Compiler hangs up when image is used

Compiler hangs up when image is used

Hi, everybody!

I have found 2 problems with OpenCL kernel compilation on Intel HD4600:

1) Kernel Builder can't build some of my kernels and reports this:

OpenCL Intel(R) Graphics device was found!
Device name: Intel(R) HD Graphics 4600
Device version: OpenCL 1.2 
Device vendor: Intel(R) Corporation
Device profile: FULL_PROFILE
fcl build 1 succeeded.

Build failed!

If i reduce kernel code, then build would finish successfully. But the whole kernel can't be build. And my program also can't do this.

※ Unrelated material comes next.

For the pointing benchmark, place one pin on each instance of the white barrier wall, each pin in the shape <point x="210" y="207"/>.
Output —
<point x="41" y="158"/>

At the same time this kernel can be compiled by Kernel Builder. I can't share my kernel code, because it is proprietary. And while trying to write test kernel to reproduce this problem, I found another one:

2) Kernel Builder hangs up while building following kernel:

__constant sampler_t sampler = CLK_NORMALIZED_COORDS_FALSE | CLK_ADDRESS_CLAMP | CLK_FILTER_NEAREST;

#define ROTR( x, n )    ( ( (x) >> (n) ) | ( (x) << ( 32 - (n) ) ) )
#define SHR( x, n )     ( (x) >> (n) )

#define Ch( x, y, z )   ( ( (x) & (y) ) ^ ( ~(x) & (z) ) )
#define Maj( x, y, z )  ( ( (x) & (y) ) ^ ( (x) & (z) ) ^ ( (y) & (z) ) )
#define SIGMA0( x )     ( ROTR( (x), 2  ) ^ ROTR( (x), 13 ) ^ ROTR( (x), 22 ) )
#define SIGMA1( x )     ( ROTR( (x), 6  ) ^ ROTR( (x), 11 ) ^ ROTR( (x), 25 ) )
#define sigma0( x )     ( ROTR( (x), 7  ) ^ ROTR( (x), 18 ) ^  SHR( (x),  3 ) )
#define sigma1( x )     ( ROTR( (x), 17 ) ^ ROTR( (x), 19 ) ^  SHR( (x), 10 ) )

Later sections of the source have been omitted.